Secretary Antony J. Blinken Remarks to the Press

SECRETARY BLINKEN: Good afternoon, everyone. I just had the opportunity to visit Camp As Sayliyah. This is the joint operation of the Department of Defense and the Department of State to help bring Afghans, Afghan allies to the United States. This is where we work to medically examine them, to screen them for security purposes, and to complete the consular processing that comes with obtaining their visas to come to the United States.

It’s a remarkable operation that brings together different parts of our government, starting with DOD and the state, but also DHS, DOJ, FBI, other agencies. For me, it was really important to have the chance to see the whole team working on it. I’ve done this all over the world, as well as in Dulles when we brought people there, and it’s especially rewarding too. I have been fortunate to spend time with children who, while at Camp As Sayliyah, go to school – learn English, do math, learn history and geography – children not much older than mine. And I had the opportunity to tell them that in my case, at an age not very different from theirs, I moved from my own country, the United States, to another, and I know how much that can be scary, how difficult it can be, but also how wonderful that there are so many people in the United States who look forward to welcoming them.

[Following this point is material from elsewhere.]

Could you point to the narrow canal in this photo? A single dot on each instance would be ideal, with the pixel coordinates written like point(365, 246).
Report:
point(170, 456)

At Camp As Sayliyah, since the start of the Afghan evacuation, about 23,000 Afghans have passed through; 21,000 are already in the United States, and we are trying to keep bringing Afghans here. We are grateful to our colleagues in Qatar for supporting this operation and helping so many Afghans find new lives in the United States.

At the same time, overall, since the beginning of this administration, we have worked to reboot, streamline, expedite the entire process to bring Afghans to the United States who are eligible for special limited visas. These are the Afghans who have worked side by side with us, with the Department of Defense, with the Department of State, with others in Afghanistan for 20 years. Early in our administration, we invested significant additional resources. We worked to streamline the process Congress mandated to quadruple the number of people working on SIV visa processing. The net result is, among other things, that to make the initial determination of eligibility – a critical step in the process – we have reduced that time from approximately 883 days at the start of our administration to 105 days now. We continue to look for ways to streamline the travel process for those attempting to come to the United States on special immigrant visas.

I said at the start, when we did the evacuation from Afghanistan, that it would be a long mission to bring Afghans who were standing with us to the United States. This mission continues, this mission endures, and we will carry it out.